30 de janeiro de 2024

Tripulante de helicóptero morre em acidente no Campo de Manati

Aeronave com funcionários da Petrobras fez pouso forçado na plataforma, que fica na costa de Cairu.

 

Um helicóptero que levava 13 funcionários da Petrobras precisou fazer um pouso forçado, na manhã desta quarta-feira, 16, na baía de Camamu, região onde está instalado o campo de Manati, no Baixo Sul da Bahia, produtor de gás fincado na costa do município de Cairu.

Ainda não se sabe a causa do acidente.

A aeronave chegava para pousar na Plataforma de Manati (PMNT-1), que pertence à Petrobras e está em operação desde 2007 no arquipélago. O episódio aconteceu durante a troca de turno de funcionários. O helicóptero trazia a nova turma, trabalhadores próprios e terceirizados da Petrobras, para assumir o trabalho e iniciar o expediente de plantão.

O vôo saiu do Aeroporto Internacional de Salvador até a plataforma, quando o piloto precisou realizar uma manobra.

Mais cedo, informações desencontradas davam conta de que um helicóptero havia caído em Morro de São Paulo e que haviam feridos graves chegando no Atracadouro Bom Jardim para serem socorridos, mas, na verdade, eles foram resgatados por outras 2 aeronaves do Grupamento Aéreo da Polícia Militar da Bahia (Graer), que fizeram o resgate de 12 das 13 vítimas, com ferimentos leves, encaminhadas para um hospital particular de Salvador para receber atendimento médico.

Um dos passageiros que estava a bordo não resistiu e veio a óbito. O corpo foi levado por uma embarcação e encaminhado do Morro de São Paulo para Valença. A identidade foi divulgada no final da tarde. Trata-se do piloto Luiz Augusto Volpiano, que tinha 58 anos de idade.
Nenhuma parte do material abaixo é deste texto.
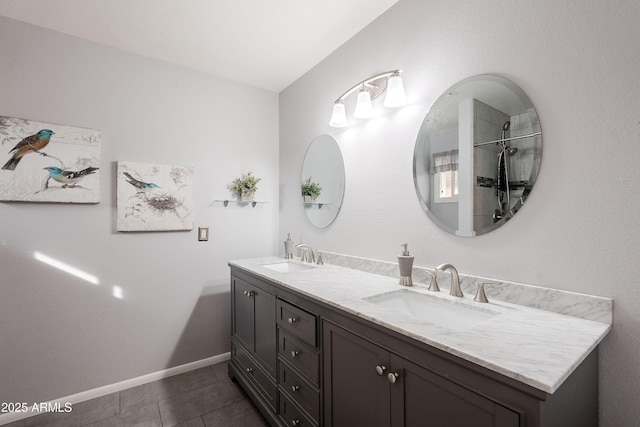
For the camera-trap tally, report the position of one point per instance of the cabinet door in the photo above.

A Petrobras lamentou o incidente e disse uma comissão será formada para apurar o que causou a situação e informou ainda que os órgãos competentes já foram comunicados.

Veja nota da Petrobras:

A Petrobras lamenta informar que, na manhã desta quarta-feira (16/3), após pouso de emergência no mar de um helicóptero que se deslocava de Salvador para a plataforma de Manati, na Baía de Camamu, na Bahia, um tripulante da aeronave veio a óbito, após resgate por embarcação próxima. Outras 12 pessoas que estavam na aeronave também foram resgatadas com ferimentos leves e levadas para receber atendimento médico em Salvador. Os órgãos competentes já foram comunicados. Uma comissão será formada para apurar as causas do incidente.

Mais tarde, o SindiPetro informou que a aeronave era alugada e transportava funcionários diariamente para a plataforma.

Sindipetro diz que Petrobras tratou o ocorrido como “incidente”, minimizando a situação

O Acordo Coletivo de Trabalho (ACT) da categoria petroleira, garante à direção do Sindipetro Bahia lugar na Comissão de Investigação e Análise do Acidente que será criada pela Petrobras. O representante da entidade sindical será um dos diretores do sindicato.

O Sindipetro esta acompanhando a real situação dos feridos que foram encaminhados aos hospitais de Salvador, assim como buscando a família destes trabalhadores para oferecer apoio. A entidade sindical também lamenta a morte do piloto e se solidariza com a sua família neste momento difícil.

O  Coordenador-Geral da Federação Única dos Petroleiros (FUP) e diretor do Sindipetro Bahia, Deyvid Bacelar, critica a direção da estatal por tratar um acidente com vitima fatal como incidente. “Isto mostra a insensibilidade da atual gestão da empresa com as pessoas,  com a família do trabalhador vitimado e com os seus próprios funcionários que estavam no helicóptero”.

Bacelar cobra mudanças da gestão da Petrobras a fim de preservar a vida e a saúde dos trabalhadores. “É muito triste e revoltante ver o trabalhador sair de casa para vender sua força de trabalho e perder a vida”, lamenta.

“A FUP e o Sindipetro vêm, reiteradamente, cobrando medidas de segurança em todas as instalações e unidades  da estatal para preservar o bem estar e a vida dos trabalhadores, reivindicando medidas protetivas, sejam elas individuais ou coletivas, e o fortalecimento do papel  da CIPA (Comissão Interna de Prevenção de Acidentes), que, infelizmente, perdeu espaço na atual gestão da Petrobrás”.